Je pose timidement la question à Sœur Florine, et lui demande pourquoi a-t-elle fait ce vœu, lorsqu’elle était encore si jeune.
Ma maman est décédée le jour de ma naissance, en me mettant au monde. Dans mon village, il y avait un puissant tabou : quand une mère décédait en accouchant, l’enfant devait être tué ou abandonné. Une réunion a eu lieu, avec tous les villageois, pour savoir ce que l’on allait faire de moi, et si quelqu’un pouvait m’élever. Une vieille femme a alors pris la parole, et a dit qu’elle pouvait me prendre avec elle, dans sa maison, bien qu’elle ne soit pas de ma famille. Les miens m’ont reniée, ce jour-là, et j’ai suivi cette femme qui m’a élevée chaque jour, comme si j’étais sa fille.
Toutefois, mon père ne parvenait pas à me laisser partir ainsi, et après que tout se soit calmé, qu’un bœuf ait été tué et que le linge funéraire ait été lavé, il m’a suivie dans ce nouveau village, auprès de cette femme devenue ma maman. Jusqu’à l’âge de quinze ans, elle m’a élevée, et mon père était à côté.
À quinze ans, on m’a raconté mon histoire et c’est ainsi que j’ai désiré être religieuse, pour m’occuper des orphelins comme cette dame l’avait fait pour moi. C’est cette dernière qui m’a appris le catéchisme. Mon père était païen, c’était même un voyant. Et je suis la seule baptisée de la famille. C’est ainsi que j’ai dit à ma mère que je voulais être religieuse. Elle était d’accord, et m’a juste dit que si je commençais, je devais continuer par la suite. Je suis allée voir des sœurs à Andapa, dans le nord, c’était en 1974, et je suis rentrée au couvent. Ma maman est décédée avant que je ne devienne religieuse. Elle avait deux autres filles, qui m’ont également toujours prise sous leurs ailes.
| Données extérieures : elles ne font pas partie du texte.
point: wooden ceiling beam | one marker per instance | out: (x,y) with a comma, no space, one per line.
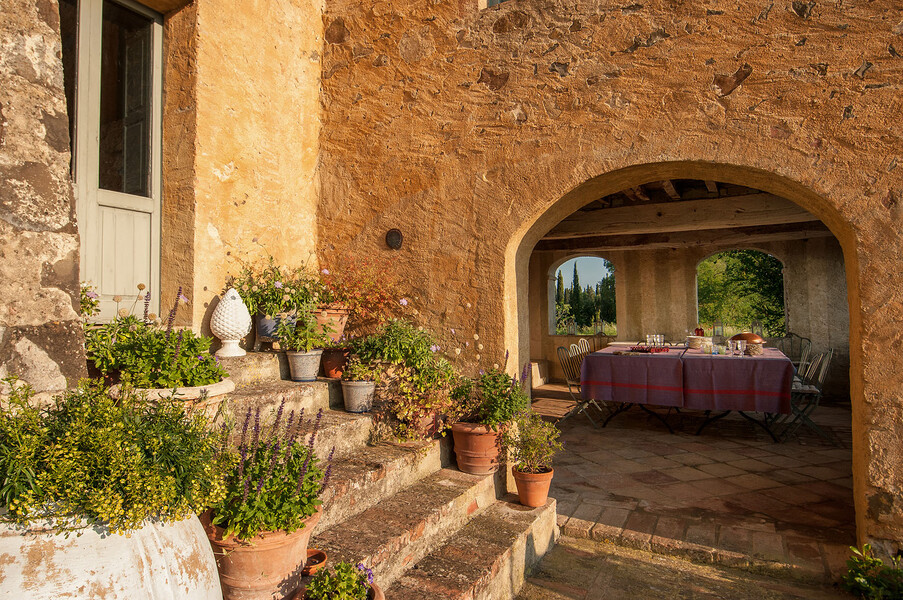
(689,215)
(736,237)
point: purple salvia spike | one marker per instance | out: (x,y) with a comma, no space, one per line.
(272,466)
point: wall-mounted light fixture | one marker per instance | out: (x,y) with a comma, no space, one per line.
(394,238)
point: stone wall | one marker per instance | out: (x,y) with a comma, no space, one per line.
(656,292)
(40,333)
(241,141)
(475,132)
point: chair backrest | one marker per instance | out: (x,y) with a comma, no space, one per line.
(570,363)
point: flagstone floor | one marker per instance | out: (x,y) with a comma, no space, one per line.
(729,496)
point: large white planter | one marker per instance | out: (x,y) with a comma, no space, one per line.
(156,562)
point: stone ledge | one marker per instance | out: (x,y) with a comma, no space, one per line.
(489,558)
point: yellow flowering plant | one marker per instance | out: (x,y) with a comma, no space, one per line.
(91,460)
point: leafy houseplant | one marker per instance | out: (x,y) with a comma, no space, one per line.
(260,530)
(140,352)
(485,404)
(303,342)
(868,577)
(415,381)
(347,582)
(532,443)
(359,381)
(98,466)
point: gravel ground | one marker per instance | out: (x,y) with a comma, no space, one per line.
(586,569)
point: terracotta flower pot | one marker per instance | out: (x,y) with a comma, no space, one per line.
(334,361)
(476,448)
(266,566)
(532,488)
(333,315)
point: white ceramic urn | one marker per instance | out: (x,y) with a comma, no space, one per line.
(230,322)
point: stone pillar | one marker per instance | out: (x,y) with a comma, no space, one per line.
(41,338)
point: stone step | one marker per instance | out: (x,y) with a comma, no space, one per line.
(362,480)
(400,530)
(488,559)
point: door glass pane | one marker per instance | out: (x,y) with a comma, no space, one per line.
(69,38)
(125,101)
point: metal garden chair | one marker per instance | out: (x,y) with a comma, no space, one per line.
(805,397)
(571,361)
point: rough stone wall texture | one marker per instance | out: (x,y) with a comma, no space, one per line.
(475,132)
(656,292)
(41,338)
(241,141)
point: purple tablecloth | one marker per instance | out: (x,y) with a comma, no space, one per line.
(748,383)
(696,380)
(646,379)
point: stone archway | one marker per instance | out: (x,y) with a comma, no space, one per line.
(608,183)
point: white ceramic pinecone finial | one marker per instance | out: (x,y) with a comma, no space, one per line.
(230,322)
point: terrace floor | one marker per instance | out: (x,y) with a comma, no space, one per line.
(729,496)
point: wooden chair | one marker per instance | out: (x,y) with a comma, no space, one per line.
(570,364)
(806,395)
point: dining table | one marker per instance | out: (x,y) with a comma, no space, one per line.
(685,378)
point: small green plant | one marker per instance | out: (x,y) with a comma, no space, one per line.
(868,577)
(89,301)
(492,398)
(116,462)
(415,379)
(277,482)
(303,334)
(269,289)
(347,582)
(357,370)
(533,442)
(150,356)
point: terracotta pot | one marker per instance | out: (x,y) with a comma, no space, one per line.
(333,315)
(264,567)
(376,593)
(316,560)
(476,448)
(532,488)
(334,361)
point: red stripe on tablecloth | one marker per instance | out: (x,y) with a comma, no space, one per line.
(740,392)
(664,388)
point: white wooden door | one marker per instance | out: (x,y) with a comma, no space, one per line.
(117,149)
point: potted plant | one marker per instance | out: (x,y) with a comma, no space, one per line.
(346,582)
(273,293)
(532,442)
(260,530)
(156,359)
(303,341)
(106,488)
(335,356)
(359,381)
(486,404)
(415,380)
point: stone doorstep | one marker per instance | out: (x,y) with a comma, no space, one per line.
(488,559)
(400,530)
(806,571)
(373,474)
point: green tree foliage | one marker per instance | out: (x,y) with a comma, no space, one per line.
(740,286)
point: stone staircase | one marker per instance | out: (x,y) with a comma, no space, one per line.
(427,530)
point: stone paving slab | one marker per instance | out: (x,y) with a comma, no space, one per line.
(580,569)
(730,496)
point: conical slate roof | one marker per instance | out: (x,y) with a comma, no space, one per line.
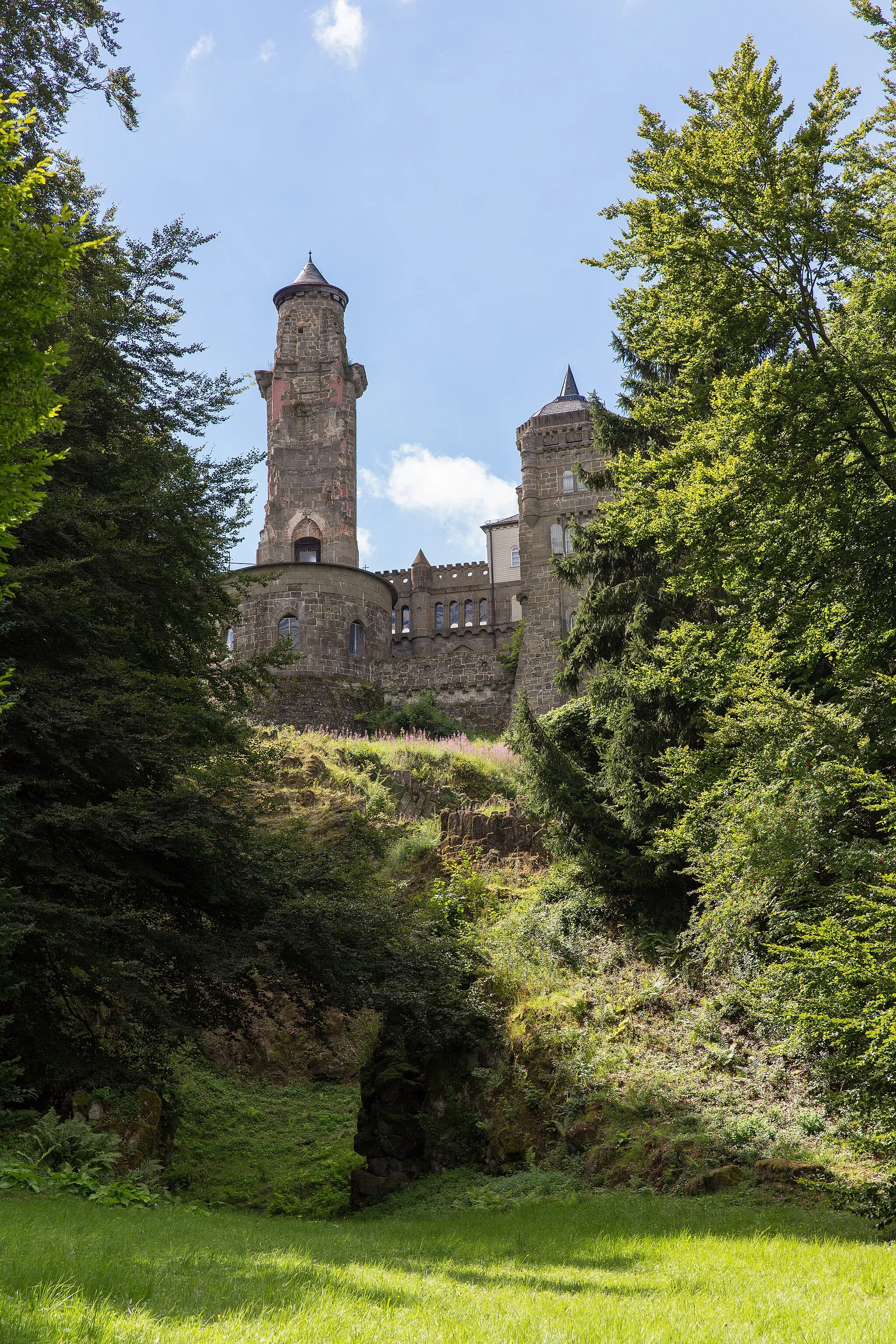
(569,382)
(309,275)
(309,279)
(569,399)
Je suis retournée voir la tombe de ma première maman, après deux ans passés au couvent, avec mon frère. Ce jour-là, ma famille m’a demandé pardon pour leur comportement passé. C’est un peu comme l’histoire de Moïse, jeté dans l’eau puis recueilli par quelqu’un. Je leur ai demandé qu’on n’abandonne plus les enfants pour cette raison, et je leur ai dit que si ma maman était décédée lors de ma naissance, c’était parce que le seigneur l’avait appelée, et il appelle chacun au moment où il le veut.
Projets et recherche de volontaires :
Deux actions sont menées de front par les sœurs du couvent. Tout d’abord, il y a tout un travail effectué au dispensaire, qui connaît actuellement une fréquentation moyenne. Les sœurs recherchent du personnel médical et paramédical afin de leur prêter main forte.
La seconde mission qui leur tient à cœur est la gestion de leur école, qui accueille 1600 enfants de trois ans et demi à dix-huit ans. En comptant les sœurs, cinquante-huit enseignants y travaillent chaque jour. Un volontaire serait plus que bienvenu, afin d’accompagner les professeurs dans leur enseignement pédagogique, de participer à l’entretien de l’école, et pourquoi pas d’assister le secrétariat si le volontaire est disponible sur une longue période. Jeunes, moins jeunes et retraités, chacun peut venir apporter son soutien quelques temps, aucun diplôme n’est requis, seuls la motivation et le sérieux dans l’engagement comptent.
Il est possible d’être hébergé sur place au couvent, dans de bonnes conditions, contre une petite participation financière (qui couvre surtout la nourriture, trois repas par jour), cela peut-être une très bonne option pour un premier voyage seul en Afrique.
Sœur Florine m’a également fait part de sa difficulté à recevoir les paiements des parents, lors des inscriptions à l’école. Les sœurs recherchent des parrainages pour aider les familles les plus démunies.
Recherche de coopérants pour des cours de français :
J’ai eu également l’occasion de rencontrer Sœur Virginie, qui appartient à la même congrégation, mais qui vit dans une communauté un peu plus éloignée, à quelques kilomètres de là.
Cette dernière m’a confié son souhait d’accueillir un coopérant étranger, afin d’enseigner les bases du français aux pré-postulantes (jeunes filles qui s’apprêtent à devenir sœurs).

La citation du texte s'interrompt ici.